Certes, je le veux « bien », et même je le veux, tout court. Seulement voilà.. il y a des jours où la solitude, pour un être de mon âge, est un vin grisant qui vous saoule de liberté, et d’autres jours où c’est un tonique amer, et d’autres jours où c’est un poison qui vous jette la tête aux murs.
Ce soir, je voudrais bien ne pas choisir. Je voudrais me contenter d’hésiter, et ne pas pouvoir dire si le frisson qui me prendra, en glissant entre mes draps froids, sera de peur ou d’aise.
Seule… et depuis longtemps. Car je cède maintenant à l’habitude du soliloque, de la conversation avec la chienne, le feu, avec mon image… C’est une manie qui vient aux reclus, au vieux prisonniers; mais, moi, je suis libre… Et, si je me parle en dedans, c’est par besoin de rythmer, de rédiger ma pensée.
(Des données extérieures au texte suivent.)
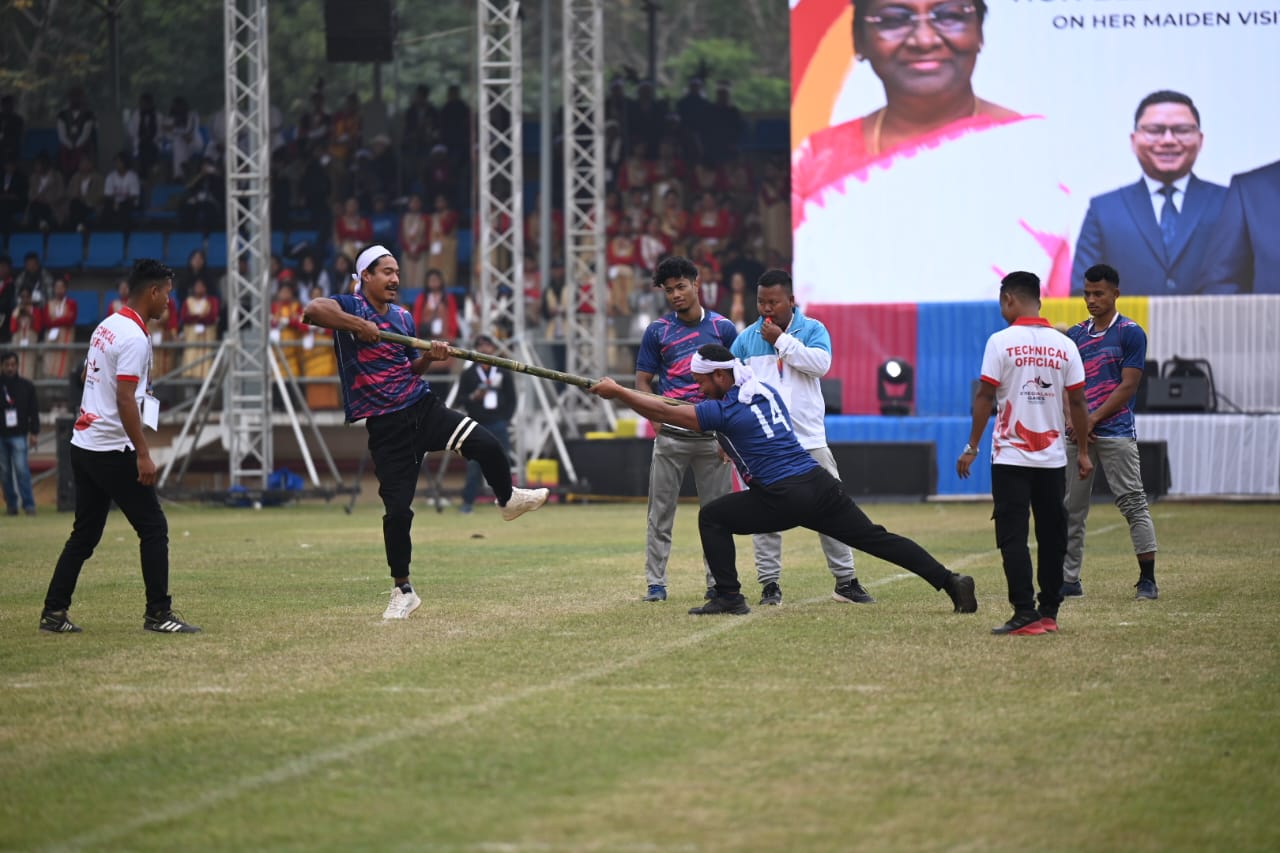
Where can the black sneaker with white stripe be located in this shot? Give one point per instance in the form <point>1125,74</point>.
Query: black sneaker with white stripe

J’ai devant moi, de l’autre côté du miroir, dans la mystérieuse chambre des reflets, l’image d' »une femme de lettres qui a mal tourné ». On dit aussi de moi que je « fais du théâtre », mais on ne m’appelle jamais actrice. Pourquoi? Nuance subtile, refus poli, de la part du public et de mes amis eux-mêmes, de me donner un grade dans cette carrière que j’ai pourtant choisie…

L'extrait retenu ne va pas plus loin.